Microbial pathogens must be adept at sensing nutrient levels as well as other stresses in their environment. Nutrient sensing and signaling pathways are starting to be defined in many prokaryotic pathogens. However, much less is known about how this occurs in fungal and protozoan pathogens. Most protists, for example, lack membrane receptors common in higher eukaryotes and exhibit greatly reduced transcriptional regulation. As an extreme example, Leishmania parasites lack transcription factors and gene-specific transcriptional regulation. However, they retain a full suite of eukaryotic kinases and phosphatases that normally lead to activation of transcription factors. These observations suggest that many of these pathogens may have evolved new signaling modules that are quite different from the well characterized signaling cascades in their host. How and which nutrient signals are sensed, the identity of intervening signaling modules, and the number and type of down-stream intracellular effectors remain one of the big ‘black boxes’ in microbial molecular biology. The delineation of these pathways is likely to open a rich source of new drug targets, as well as potentially reveal regulatory mechanisms that have been conserved in all eukaryotes, but have been overlooked in higher eukaryotes with more complex transcriptional controls.

We know that many, if not all, pathogens directly or indirectly affect the growth and physiology of surrounding host cells. However, we know very little about how changes in host cell metabolism, mediated by the pathogen itself, the host immune response or global host nutrition affect the outcome of infections.

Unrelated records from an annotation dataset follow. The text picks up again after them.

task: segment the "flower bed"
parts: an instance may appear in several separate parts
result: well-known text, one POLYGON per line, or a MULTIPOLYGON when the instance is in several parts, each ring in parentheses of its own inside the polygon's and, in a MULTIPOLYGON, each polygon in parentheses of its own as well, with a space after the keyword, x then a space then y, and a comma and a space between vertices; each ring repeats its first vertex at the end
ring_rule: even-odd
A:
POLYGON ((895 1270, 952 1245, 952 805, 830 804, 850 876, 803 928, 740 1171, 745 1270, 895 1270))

Pathogens may manipulate host metabolism in order to increase their access to essential nutrients/carbon sources, or to down-regulate pathways that are needed to sustain host microbicidal processes. Intriguingly, we know that the effector functions of many immune cells (such as cytokine secretion, antigen presentation, cytotoxic responses) are dependent upon changes in their carbon metabolism. Not surprisingly, there is increasing evidence that microbial pathogens have developed strategies for altering the nutrient environment in infected tissues in order to modulate the host immune response. One of the major challenges for the future, therefore, is to develop a genuine systems-wide approach for measuring the intertwined cellular metabolism of host and pathogen in situ.